火山の上に暮らす島・伊豆大島(1/3)

最終更新: 2019年12月10日

 東京本土から約120kmの太平洋上に浮かぶ大島。竹芝桟橋から高速ジェット船で1時間45分。調布飛行場から空路なら、わずか25分で到達してしまいます。といっても、実は私も初めて降り立ちました。

 大島というと、昭和61年に三原山が噴火して、夜空に真っ赤なマグマを噴き上げていたことを思い出してしまいます。リアルな活火山の上で、しかも周囲は海という閉ざされた島での暮らしはどんなものなのか、楽しみでした。



道路沿いに現れた、人工の大景観


 

 


 地層とか地学とか、素人として興味津々な者としては、これはたいへん貴重な体験!

 大島南西側の周回道路沿いに、こんなすごい地層が630mにわたって見ることができるのです。
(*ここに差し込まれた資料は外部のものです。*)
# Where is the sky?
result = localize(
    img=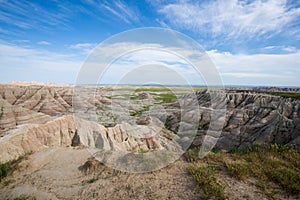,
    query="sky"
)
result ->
[0,0,300,86]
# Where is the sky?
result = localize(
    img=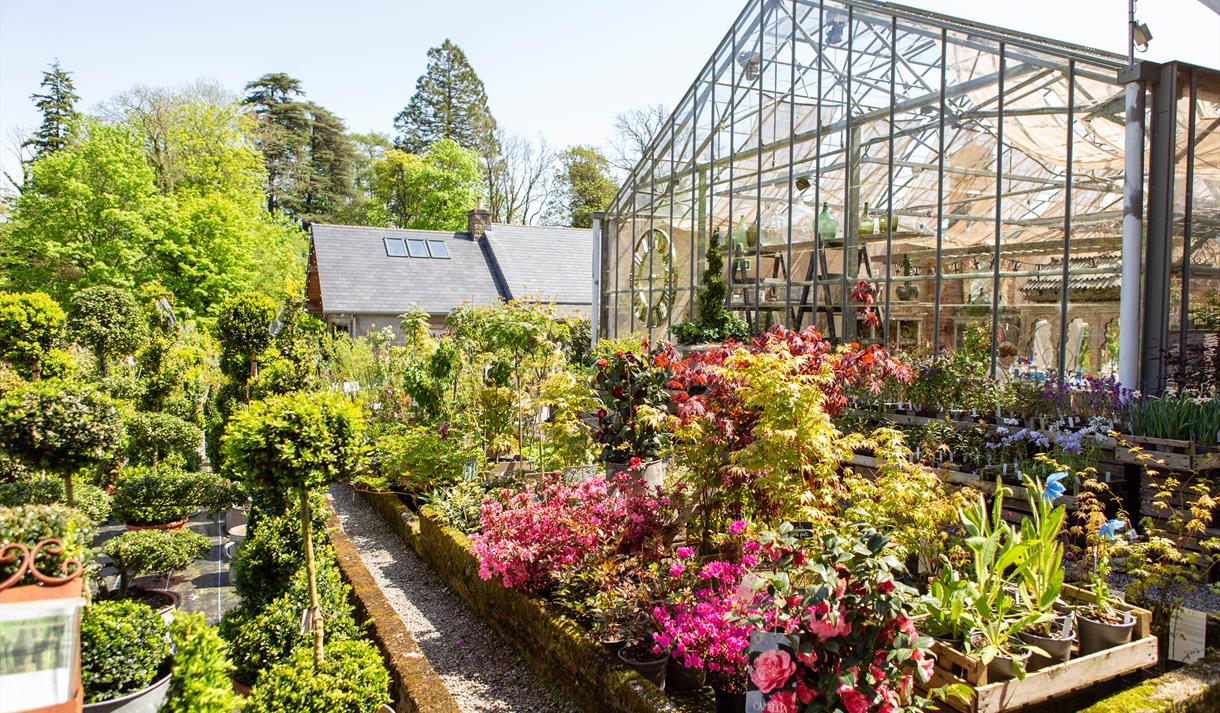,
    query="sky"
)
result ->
[0,0,1220,184]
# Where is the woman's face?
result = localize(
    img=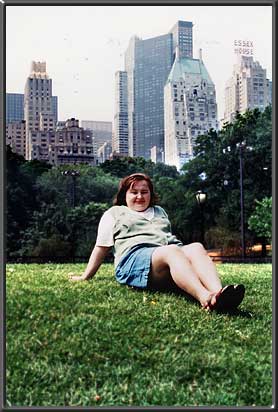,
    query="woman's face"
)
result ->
[126,180,151,212]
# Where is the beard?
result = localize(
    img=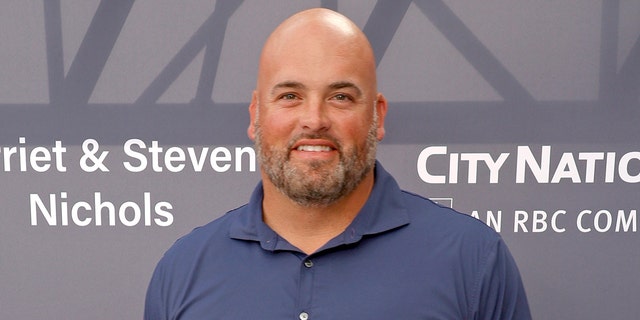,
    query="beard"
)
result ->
[254,113,378,207]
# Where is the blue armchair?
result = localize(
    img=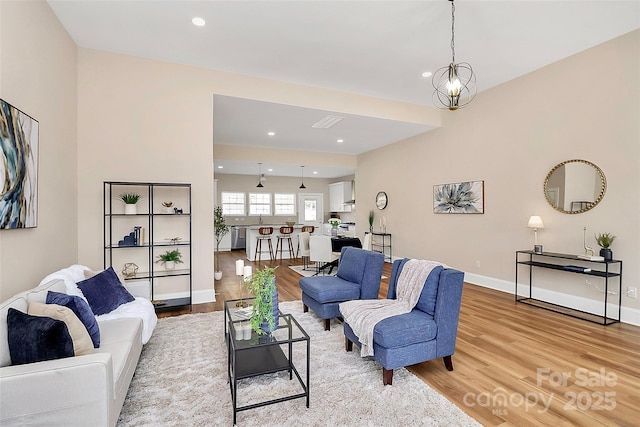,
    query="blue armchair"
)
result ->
[344,258,464,385]
[298,246,384,331]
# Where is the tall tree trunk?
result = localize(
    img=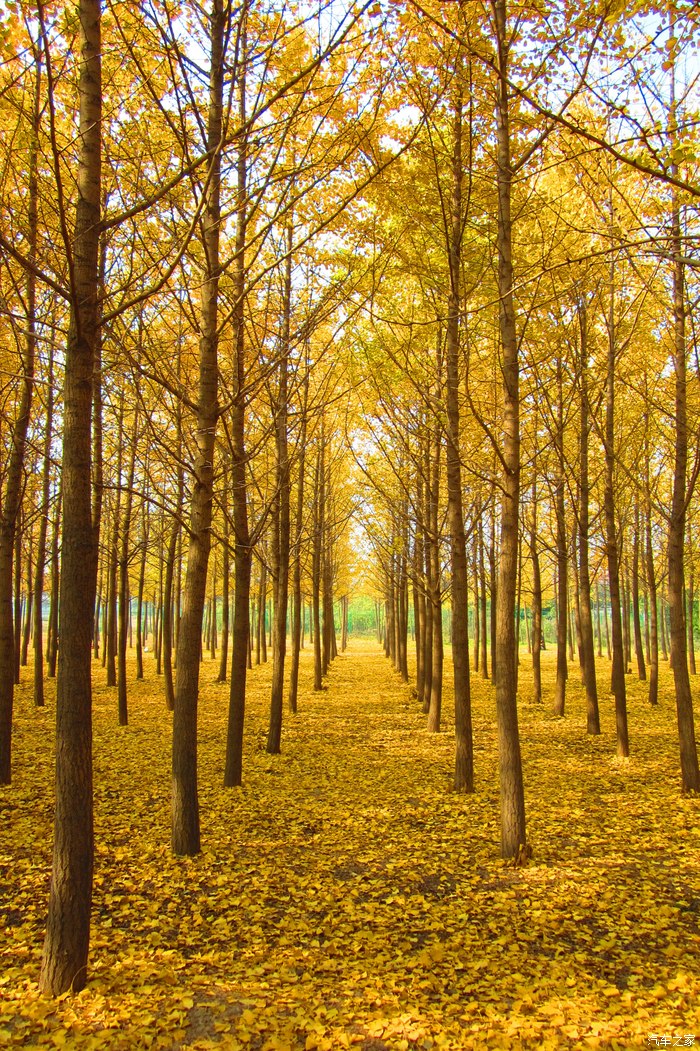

 大島では150~200年に1度大噴火が起こっていて、その時に降り積もった火山灰が、ここに見えている地層の1層です。見えているだけでざっと100層なので、大島約2万年分の歴史がここにあるわけです。さらに、海面からこの高さまでが5000年ほどだそうです。

 2万年という長いように感じますが、地球の年齢46億歳から見れば、最近の出来事です。

 ところで、道の脇にいきなり地層があるっておかしいですよね。

 これは、大島を一周する道路を建設する過程で、斜面をほぼ垂直に削ったところでてきたのです。道路の開通が昭和28年ですから、これを見られるのは最近65年の間に生きている人だけと思うと、プレミアム感がありますね。

 誰もが思う「バームクーヘン」。これは、コンスタントに噴火の歴史を繰り返してくれているから見られる地層です。